Open cloud infrastructure is a proven way to support cloud-ready applications in your datacenter. The options for deploying a public cloud-style infrastructure in your datacenter are, regrettably, limited:

  • Hire the team that built your current private cloud. Enterprises know how to work with them. Unfortunately, they have no experience building this new kind of cloud.
  • Build on an early open cloud platform. Some of these solutions require you to buy proprietary hardware appliances to get performance that approaches public clouds. And being handcuffed to one vendor defeats the whole idea of open cloud.
  • Build your own with OpenStack. The fastest-growing project in open source history is sometimes called the “Linux of cloud” and enjoys the backing of some big names. (Disclosure: Cloudscaling builds with OpenStack software.) But OpenStack by itself is, like Linux, great kernel technology that needs a more complete system around it.
  • Hire an OpenStack startup. A variant of the previous option is to hire one of the OpenStack startups to build a custom, one-off OpenStack cloud for you. Of course, you’re then solely responsible for maintaining and upgrading it.

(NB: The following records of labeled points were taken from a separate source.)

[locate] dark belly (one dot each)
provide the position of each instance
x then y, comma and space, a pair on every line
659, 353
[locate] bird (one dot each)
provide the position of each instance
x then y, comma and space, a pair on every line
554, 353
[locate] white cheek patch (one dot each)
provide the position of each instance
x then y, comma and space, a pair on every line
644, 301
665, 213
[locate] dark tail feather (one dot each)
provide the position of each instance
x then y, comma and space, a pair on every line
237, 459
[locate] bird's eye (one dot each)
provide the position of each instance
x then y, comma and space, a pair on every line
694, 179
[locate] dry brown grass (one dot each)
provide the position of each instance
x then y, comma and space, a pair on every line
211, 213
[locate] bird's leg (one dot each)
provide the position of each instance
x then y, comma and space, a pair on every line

Make sure that both the APIs and the underlying architecture they offer are compatible with the public cloud you might want to use for reserve capacity, so you can reliably move workloads and data back and forth.

If you’re going to build a cloud to support cloud-ready applications in your enterprise, make sure you get satisfactory answers to these questions:

  • Will I get faster time to market and iteration cycles for apps supporting new business initiatives?
  • Does it give me greater agility and simplified scaling, compared to my enterprise/legacy cloud?
  • Are capital and operating costs substantially lower than public cloud?
  • Will it give me the security and performance visibility I need?
  • Is it supported by a team that will vett new open source software releases for compatibility and reliability?

There are several approaches, and each is tailored to different enterprise needs. Get educated, and get started.